“God’s love was revealed among us in this way: God sent his only Son into the world so that we might live through him.” 1 John 4:9
Together we wish you all a very happy and blessed Christmas, and God’s richest blessings in the year that lies ahead.
The world at the end of 2016 seems a very different place than it did at this time last year. People speak of a profound and pervasive sense of uncertainty and insecurity all around us. Many are now finding themselves asking questions about their identity in a new and bewildered way. Is our deepest identity to be found in the local setting, or in a wider context? How local a setting, and how much wider a context?
From a Christian perspective, our fullest identity is found in our being children of God, an identity we share with everyone on this planet. This is the central message of the Gospel and it is presented with a supreme clarity in the Christmas story. God comes among us in the person of Jesus Christ, not as an outsider but as fully human and with a perfect love for all humankind.

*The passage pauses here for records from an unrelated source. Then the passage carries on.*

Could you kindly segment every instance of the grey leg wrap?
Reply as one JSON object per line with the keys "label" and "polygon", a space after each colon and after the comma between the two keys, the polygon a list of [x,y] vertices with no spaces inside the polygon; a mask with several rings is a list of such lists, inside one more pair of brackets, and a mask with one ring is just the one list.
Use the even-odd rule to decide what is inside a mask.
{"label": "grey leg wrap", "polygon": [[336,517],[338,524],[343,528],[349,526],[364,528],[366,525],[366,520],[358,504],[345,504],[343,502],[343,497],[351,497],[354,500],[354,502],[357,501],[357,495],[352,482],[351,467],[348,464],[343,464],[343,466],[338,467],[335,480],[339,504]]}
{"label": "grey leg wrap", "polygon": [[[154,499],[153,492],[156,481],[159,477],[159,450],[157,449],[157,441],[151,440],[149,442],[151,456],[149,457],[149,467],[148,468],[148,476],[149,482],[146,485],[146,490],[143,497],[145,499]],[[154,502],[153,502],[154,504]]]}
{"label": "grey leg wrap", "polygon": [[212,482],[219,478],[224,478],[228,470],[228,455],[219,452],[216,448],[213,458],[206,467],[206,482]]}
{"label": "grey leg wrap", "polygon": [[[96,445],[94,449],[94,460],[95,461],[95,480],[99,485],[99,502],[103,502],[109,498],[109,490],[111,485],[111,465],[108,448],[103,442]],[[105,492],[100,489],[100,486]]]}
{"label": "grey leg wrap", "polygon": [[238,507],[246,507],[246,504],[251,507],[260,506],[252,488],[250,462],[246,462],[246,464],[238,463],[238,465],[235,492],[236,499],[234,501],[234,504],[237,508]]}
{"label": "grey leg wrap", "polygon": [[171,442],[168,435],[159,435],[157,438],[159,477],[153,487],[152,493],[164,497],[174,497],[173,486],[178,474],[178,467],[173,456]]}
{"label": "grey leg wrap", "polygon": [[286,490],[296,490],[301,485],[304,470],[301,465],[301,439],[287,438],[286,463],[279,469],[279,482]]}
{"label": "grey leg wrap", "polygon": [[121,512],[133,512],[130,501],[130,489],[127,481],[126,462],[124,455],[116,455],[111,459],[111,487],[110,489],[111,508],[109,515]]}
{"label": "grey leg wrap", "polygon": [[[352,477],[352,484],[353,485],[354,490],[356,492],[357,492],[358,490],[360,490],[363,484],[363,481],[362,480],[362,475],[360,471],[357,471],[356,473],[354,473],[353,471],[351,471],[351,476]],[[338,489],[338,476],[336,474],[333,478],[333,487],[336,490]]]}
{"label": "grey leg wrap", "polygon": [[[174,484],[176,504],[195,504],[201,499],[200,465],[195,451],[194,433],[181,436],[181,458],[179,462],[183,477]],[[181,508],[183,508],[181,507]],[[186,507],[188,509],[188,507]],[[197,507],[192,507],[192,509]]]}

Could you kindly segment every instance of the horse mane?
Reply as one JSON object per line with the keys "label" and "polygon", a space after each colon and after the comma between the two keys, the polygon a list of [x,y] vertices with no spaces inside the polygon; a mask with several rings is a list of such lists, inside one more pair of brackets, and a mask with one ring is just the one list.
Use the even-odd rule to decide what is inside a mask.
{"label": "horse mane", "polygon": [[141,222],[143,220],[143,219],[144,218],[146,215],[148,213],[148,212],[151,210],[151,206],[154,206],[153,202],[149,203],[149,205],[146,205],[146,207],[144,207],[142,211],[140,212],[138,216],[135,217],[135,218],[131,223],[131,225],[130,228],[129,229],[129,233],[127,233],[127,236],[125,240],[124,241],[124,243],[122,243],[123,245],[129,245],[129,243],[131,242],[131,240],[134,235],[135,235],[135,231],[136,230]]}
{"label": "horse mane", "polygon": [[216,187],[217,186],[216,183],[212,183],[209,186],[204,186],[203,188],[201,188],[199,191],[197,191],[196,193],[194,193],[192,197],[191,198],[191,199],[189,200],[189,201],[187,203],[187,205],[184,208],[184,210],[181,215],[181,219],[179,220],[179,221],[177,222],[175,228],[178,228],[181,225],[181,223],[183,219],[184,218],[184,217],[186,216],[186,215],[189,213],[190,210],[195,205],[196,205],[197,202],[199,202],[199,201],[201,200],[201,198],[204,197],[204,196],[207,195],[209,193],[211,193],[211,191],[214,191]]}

The story of Christmas is, however, the story of someone who does not fit easily into neat categories. Jesus Christ became, for a time, a migrant child. He and his family fled to a foreign country because their lives were at risk. The plight of so many hundreds of thousands of displaced people in the world today gives us all cause for thought. If our concern with our own identity allows us to think of others as less worthy of God’s love or less in his heart of love than are we, then we are both deluded and dangerous. But Christmas, with its message of joy and hope, is a celebration of the real identity we all share in the love of Jesus Christ for us.
Let
us bring that joy and hope into our Christmas festivities and into the coming year.
+Richard,
Church of Ireland Archbishop of Armagh.